Monday, February 15, 2010

"I'm Nobody! " "Não sou Ninguém" a busca de um livro

I'm Nobody! Who are you?
Are you -- Nobody -- Too?
Then there's a pair of us?
Don't tell! they'd advertise -- You know!

How dreary -- to be -- Somebody!
How public -- like a Frog --
To tell one's name -- the livelong June --
To an admiring Bog!


(Emiily Dickinson, 1861)

Este poema de Emily Dickinson é minha paixão e Paixão. Estes versos emblemáticos "não sou ninguém/ e você, ninguém, também / então somos um par /não conte, podem espalhar" configuram minha alma profissional e pessoal. Definem a reciprocidade, esta cláusula pétrea que deveria ser respeitada em todos os contratos. O que foge a qualquer simples adesão. Prefiro a cumplicidade no meu ofício à competição. Eu busco equipe afinada, busco pares, não existe coisa quase impossível, mais trabalhosa. Às vezes existe apenas um par. Ou estamos sós com o desejo de um par. Falo de equipes de trabalho, nem toco em corporativismo. Hoje até a poesia se degenerou em corporativismos. Não há novos movimentos poéticos, mas grupos corporativistas que fazem recitais, atuantes em círculos restritos aos seus interesses imediatos. Compromisso com a poesia, nenhum. Apenas eventos que se somam às estatísticas "culturais" ou mesmo pseudoculturais. Prefiro os nomes sozinhos. Os prêmios para edição oferecidos pelas Secretarias de Cultura são cobiçados juntamente com os prêmios dos colegas. Uma festa pela autoedição, nesses casos, proliferam cooptações oportunistas. As Secretarias de Cultura deveriam tomar cuidado com essas distorções na ponta, a apropriação do público pela ambição pessoal privada.Paro por aqui, pois quero escrever sobre isto num post depois: "A Poesia hoje é corporativismo?" Onde está Mário de Andrade para aparar nossos meros lirismos quando ainda não chegamos à Poesia? Eu conheço Ivo Barroso e Ivan Junqueira, vozes discretas grandes vozes que se correspondem com alguns dos "novos poetas" (já editei Eric Ponty, um deles avaliado por eles, esta descoberta que preciso ainda cultivar na editora, apesar do temperamento, mas a voz poética é única). Onde haverá um movimento? Mas sempre sobram os poetas sozinhos. Pessoa, Baudelaire, Maiakóvski, Drummond, Cabral, este Augusto de Campos que é Augusto de Campos, poeta e tradutor de poesia, há mais nomes.

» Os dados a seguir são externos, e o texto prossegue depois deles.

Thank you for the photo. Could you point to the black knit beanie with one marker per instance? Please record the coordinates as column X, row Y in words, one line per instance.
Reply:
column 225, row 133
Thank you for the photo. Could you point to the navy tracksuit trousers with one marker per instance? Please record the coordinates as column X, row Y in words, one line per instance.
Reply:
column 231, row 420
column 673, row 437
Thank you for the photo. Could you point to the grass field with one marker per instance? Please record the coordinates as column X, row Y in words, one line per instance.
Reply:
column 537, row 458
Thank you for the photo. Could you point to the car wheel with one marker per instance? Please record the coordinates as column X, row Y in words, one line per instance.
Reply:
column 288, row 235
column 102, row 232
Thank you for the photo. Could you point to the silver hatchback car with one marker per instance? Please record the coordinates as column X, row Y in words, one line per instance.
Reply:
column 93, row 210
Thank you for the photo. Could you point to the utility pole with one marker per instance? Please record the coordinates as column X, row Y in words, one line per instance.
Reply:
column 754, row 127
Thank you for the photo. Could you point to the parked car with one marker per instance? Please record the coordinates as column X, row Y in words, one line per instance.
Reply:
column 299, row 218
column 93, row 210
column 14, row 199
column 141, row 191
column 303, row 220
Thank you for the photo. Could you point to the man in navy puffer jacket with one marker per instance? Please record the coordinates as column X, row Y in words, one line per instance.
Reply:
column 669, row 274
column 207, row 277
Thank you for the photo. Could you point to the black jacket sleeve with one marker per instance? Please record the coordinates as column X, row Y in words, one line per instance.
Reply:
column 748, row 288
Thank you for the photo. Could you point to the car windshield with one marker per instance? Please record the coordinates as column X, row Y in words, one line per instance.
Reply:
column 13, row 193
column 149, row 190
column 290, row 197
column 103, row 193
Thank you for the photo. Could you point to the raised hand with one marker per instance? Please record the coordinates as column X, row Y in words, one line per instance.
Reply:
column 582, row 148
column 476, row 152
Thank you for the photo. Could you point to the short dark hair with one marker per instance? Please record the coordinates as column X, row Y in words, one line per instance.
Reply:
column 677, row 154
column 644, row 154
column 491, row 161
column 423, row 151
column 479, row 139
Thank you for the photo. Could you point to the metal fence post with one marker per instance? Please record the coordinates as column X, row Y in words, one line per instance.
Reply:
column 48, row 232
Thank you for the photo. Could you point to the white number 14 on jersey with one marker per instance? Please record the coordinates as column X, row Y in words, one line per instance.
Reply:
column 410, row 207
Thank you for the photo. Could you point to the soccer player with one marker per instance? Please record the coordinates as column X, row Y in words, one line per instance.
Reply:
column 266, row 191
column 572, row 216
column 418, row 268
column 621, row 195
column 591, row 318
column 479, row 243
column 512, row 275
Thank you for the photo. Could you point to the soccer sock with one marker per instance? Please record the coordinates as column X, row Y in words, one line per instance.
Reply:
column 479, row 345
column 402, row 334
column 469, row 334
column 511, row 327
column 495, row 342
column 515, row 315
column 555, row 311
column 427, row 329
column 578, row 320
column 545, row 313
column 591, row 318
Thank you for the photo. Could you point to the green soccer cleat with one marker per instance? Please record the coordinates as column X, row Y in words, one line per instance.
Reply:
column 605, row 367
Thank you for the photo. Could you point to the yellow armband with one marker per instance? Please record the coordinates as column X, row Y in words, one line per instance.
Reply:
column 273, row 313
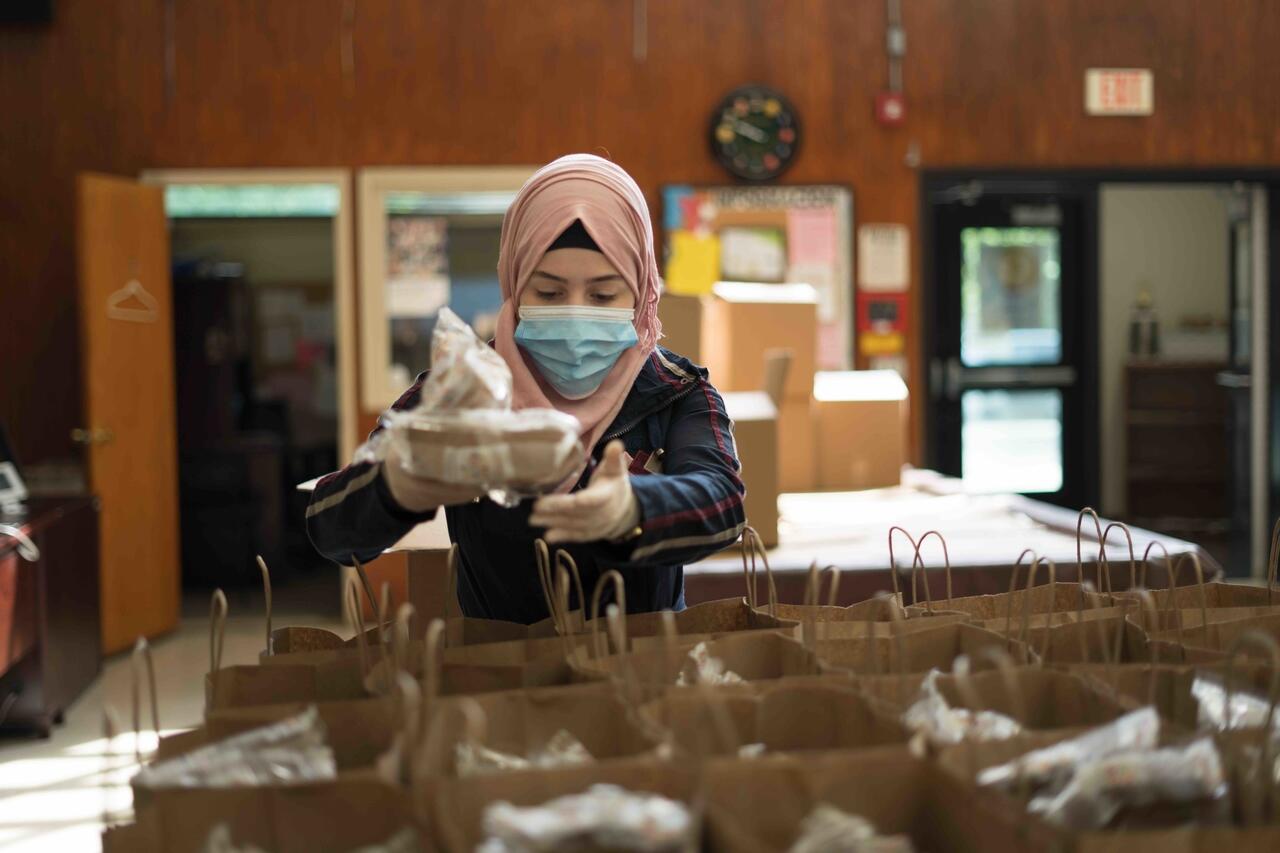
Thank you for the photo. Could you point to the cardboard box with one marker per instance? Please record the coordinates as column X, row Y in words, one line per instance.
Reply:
column 860, row 428
column 755, row 434
column 682, row 324
column 743, row 320
column 796, row 446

Eu soube com alegria que Augusto de Campos, pertecente ao movimento da Poesia Concreta, dera o título "Não sou ninguém" para os poemas escolhidos da obra de Emily Dickinson, que reuniu e traduziu com o esmero de seu trabalho. Fiquei "doida" para encontrar o livro. Só pensava nisso. Pessoalmente gratificada. Ratificada em minha convicção. "Não sou ninguém".

Acabei indo ao Cole, feira organizada pela Associação Brasileira de Leitura, na Unicamp, e comprei diretamente o livro no estande da Editora da Unicamp, que o editou. Guardei o livro como um troféu. Sentada no estande da Musa, lia e relia os poemas de Emily Dickinson traduzidos por Augusto de Campos, pronta a dividr tão boa notícia com os leitores do meu blog.E demorei, falando de outras coisas, prementes devido às circunstâncias. Mais premente é a eternidade deste livro, que vale por mil livros e por todos os não-livros expostos como areia pelas prateleiras gerais. Sacudir a bateia e achar esta joia. Um diamante livro.

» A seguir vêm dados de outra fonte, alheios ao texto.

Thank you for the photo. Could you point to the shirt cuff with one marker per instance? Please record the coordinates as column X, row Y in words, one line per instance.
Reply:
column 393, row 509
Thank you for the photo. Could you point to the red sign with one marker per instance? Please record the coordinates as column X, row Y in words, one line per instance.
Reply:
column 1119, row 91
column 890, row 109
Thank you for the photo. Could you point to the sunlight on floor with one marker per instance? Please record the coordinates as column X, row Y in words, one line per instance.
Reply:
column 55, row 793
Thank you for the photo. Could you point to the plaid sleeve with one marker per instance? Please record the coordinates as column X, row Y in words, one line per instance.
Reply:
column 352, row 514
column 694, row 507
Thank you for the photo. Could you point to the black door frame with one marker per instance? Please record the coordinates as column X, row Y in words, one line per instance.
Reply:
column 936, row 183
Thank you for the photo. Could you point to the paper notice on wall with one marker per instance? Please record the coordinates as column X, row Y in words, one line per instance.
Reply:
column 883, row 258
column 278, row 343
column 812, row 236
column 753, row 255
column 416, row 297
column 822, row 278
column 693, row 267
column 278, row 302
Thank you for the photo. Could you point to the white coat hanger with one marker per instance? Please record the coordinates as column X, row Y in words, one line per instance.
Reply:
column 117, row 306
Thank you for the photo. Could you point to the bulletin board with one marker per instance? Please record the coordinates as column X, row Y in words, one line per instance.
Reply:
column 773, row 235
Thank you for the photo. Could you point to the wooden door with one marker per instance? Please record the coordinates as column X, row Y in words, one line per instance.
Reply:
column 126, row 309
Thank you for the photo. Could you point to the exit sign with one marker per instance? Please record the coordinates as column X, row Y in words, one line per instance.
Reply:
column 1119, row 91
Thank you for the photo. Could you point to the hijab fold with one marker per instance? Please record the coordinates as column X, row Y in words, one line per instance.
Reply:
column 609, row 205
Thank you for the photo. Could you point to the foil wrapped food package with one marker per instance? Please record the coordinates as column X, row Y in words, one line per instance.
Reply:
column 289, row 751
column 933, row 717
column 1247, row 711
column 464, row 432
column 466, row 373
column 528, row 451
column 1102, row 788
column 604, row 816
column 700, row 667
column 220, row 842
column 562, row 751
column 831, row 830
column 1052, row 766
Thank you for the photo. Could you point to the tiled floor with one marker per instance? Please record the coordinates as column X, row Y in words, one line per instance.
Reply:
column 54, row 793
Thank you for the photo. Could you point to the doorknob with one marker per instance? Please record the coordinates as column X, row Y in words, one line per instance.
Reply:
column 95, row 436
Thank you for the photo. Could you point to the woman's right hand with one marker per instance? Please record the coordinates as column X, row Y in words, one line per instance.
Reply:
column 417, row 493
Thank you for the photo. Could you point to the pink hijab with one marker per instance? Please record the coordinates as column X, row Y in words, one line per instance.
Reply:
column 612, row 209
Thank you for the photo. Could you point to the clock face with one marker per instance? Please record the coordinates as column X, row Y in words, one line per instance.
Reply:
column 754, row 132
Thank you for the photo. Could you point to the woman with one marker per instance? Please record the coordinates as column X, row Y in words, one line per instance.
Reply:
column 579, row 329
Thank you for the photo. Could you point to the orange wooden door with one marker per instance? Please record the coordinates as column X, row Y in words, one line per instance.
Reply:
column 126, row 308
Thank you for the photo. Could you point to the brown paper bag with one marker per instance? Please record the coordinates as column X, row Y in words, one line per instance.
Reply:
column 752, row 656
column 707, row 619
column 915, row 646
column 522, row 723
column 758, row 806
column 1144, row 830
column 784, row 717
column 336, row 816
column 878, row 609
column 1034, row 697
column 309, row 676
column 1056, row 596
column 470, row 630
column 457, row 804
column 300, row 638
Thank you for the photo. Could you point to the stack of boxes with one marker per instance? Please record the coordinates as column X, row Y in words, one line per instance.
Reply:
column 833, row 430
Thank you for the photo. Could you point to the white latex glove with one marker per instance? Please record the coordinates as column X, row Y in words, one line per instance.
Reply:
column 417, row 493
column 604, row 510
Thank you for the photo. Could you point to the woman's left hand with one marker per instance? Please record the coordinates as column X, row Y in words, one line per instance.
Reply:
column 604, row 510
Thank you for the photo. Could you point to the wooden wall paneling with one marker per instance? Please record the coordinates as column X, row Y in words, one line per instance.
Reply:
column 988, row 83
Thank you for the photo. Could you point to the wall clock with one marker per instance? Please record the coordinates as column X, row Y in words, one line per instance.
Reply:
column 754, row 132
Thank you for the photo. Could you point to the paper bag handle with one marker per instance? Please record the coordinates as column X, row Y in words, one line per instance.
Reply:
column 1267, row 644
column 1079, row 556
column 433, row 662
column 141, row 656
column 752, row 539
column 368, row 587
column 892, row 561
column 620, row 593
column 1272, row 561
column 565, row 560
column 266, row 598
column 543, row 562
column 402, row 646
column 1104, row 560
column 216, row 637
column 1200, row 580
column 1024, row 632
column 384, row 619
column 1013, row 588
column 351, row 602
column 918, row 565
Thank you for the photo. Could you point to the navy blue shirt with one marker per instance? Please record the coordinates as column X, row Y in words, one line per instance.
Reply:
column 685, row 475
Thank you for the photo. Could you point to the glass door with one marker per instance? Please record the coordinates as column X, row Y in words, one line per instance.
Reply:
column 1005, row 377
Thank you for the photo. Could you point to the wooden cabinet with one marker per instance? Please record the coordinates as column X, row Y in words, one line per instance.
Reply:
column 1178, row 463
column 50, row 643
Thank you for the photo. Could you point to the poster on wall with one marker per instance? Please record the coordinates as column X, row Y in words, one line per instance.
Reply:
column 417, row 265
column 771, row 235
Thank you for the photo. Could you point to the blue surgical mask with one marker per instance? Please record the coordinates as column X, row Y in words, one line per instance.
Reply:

A despojada edição é um luxo primoroso, a capa, criação de Augusto de Campos, um poema concreto, dos melhores. O livro está comigo, viaja comigo,permanece à cabeceira com os poemas de São João da Cruz traduzidos e apresentados por Marco Lucchesi, em edição bilíngue da Lacerda,como "Pequena antologia amorosa", e também o "Libro de la vida", de Santa Teresa de Ávila, publicação da Cátedra, espanhola, ainda não traduzido. Além das "Obras Completas", de Teresa de Lisieux, presente de Frei Patrício Schiadini, frade carmelita da igreja de Santa Teresinha de Higienópolis. E sempre outros clássicos, que deixo de enumerar. Para mim, a melhor história de amor da literatura universal intitula-se "O morro dos ventos uivantes". E a grande lição de autoestima autêntica é o verso de Emily Dickinson: "Não sou Ninguém!"

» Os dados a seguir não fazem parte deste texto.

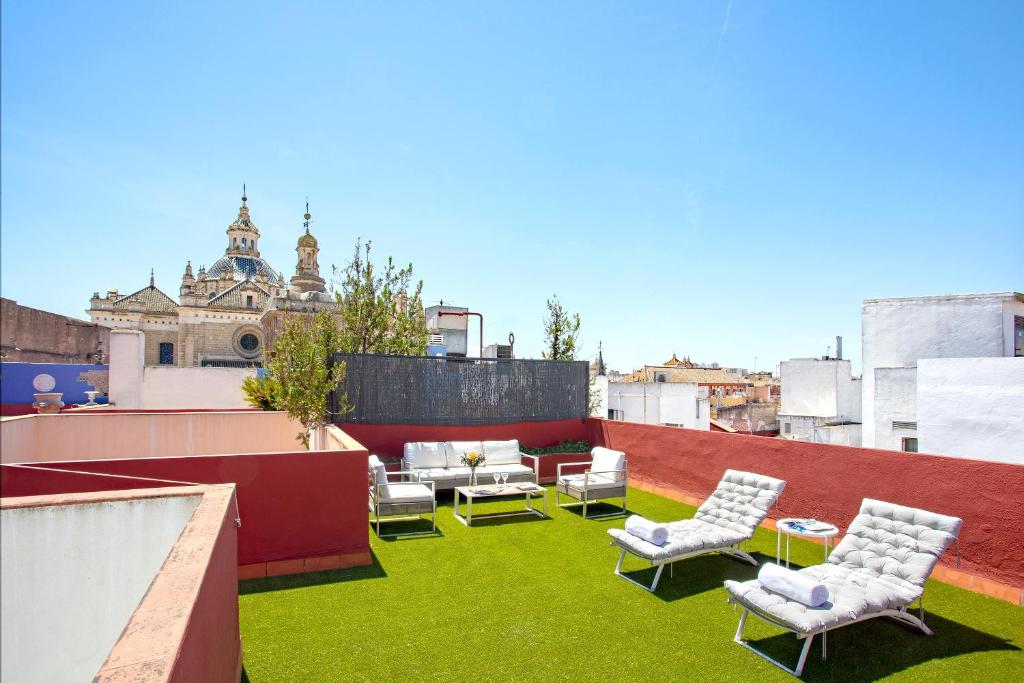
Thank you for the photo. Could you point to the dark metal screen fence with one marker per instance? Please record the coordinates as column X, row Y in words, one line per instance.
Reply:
column 425, row 390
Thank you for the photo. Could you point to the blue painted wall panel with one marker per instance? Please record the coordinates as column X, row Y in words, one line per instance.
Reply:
column 16, row 381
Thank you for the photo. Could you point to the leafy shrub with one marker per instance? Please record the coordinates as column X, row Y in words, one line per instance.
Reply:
column 564, row 446
column 261, row 392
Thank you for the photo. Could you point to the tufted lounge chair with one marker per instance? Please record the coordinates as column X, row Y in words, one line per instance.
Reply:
column 727, row 518
column 879, row 569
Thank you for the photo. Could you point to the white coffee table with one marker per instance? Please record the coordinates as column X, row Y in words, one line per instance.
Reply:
column 785, row 528
column 496, row 493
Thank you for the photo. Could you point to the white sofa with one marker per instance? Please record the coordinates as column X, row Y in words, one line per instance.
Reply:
column 440, row 462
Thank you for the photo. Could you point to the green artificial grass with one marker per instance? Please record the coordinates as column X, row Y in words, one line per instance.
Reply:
column 523, row 598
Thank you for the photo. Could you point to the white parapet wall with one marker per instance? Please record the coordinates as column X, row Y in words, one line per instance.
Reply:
column 972, row 408
column 195, row 388
column 817, row 387
column 73, row 574
column 135, row 386
column 897, row 333
column 678, row 403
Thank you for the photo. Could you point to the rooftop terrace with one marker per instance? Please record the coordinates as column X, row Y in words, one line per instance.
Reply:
column 517, row 597
column 525, row 598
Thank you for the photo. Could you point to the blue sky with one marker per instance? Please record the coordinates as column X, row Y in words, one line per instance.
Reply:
column 718, row 179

Que Augusto de Campos possa me permitir a citação de sua tradução, especialmente (há muitas), para o deleite do leitor, quem sabe um par, pois um livro busca entre os seus leitores seu par (o princípio da reciprocidade que norteia e gera o que é vida sempre):

"Não sou Ninguém! Quem é você?
Ninguém -- Também?
Então somos um par?
Não conte! Podem espalhar!

Que triste -- ser -- Alguém!
Que pública -- a Fama --
Dizer seu nome -- como a Rã --
Para as palmas da Lama!"

(Trad. de Augusto de Campos,Campinas, Editora da Unicamp, 2009, p.41)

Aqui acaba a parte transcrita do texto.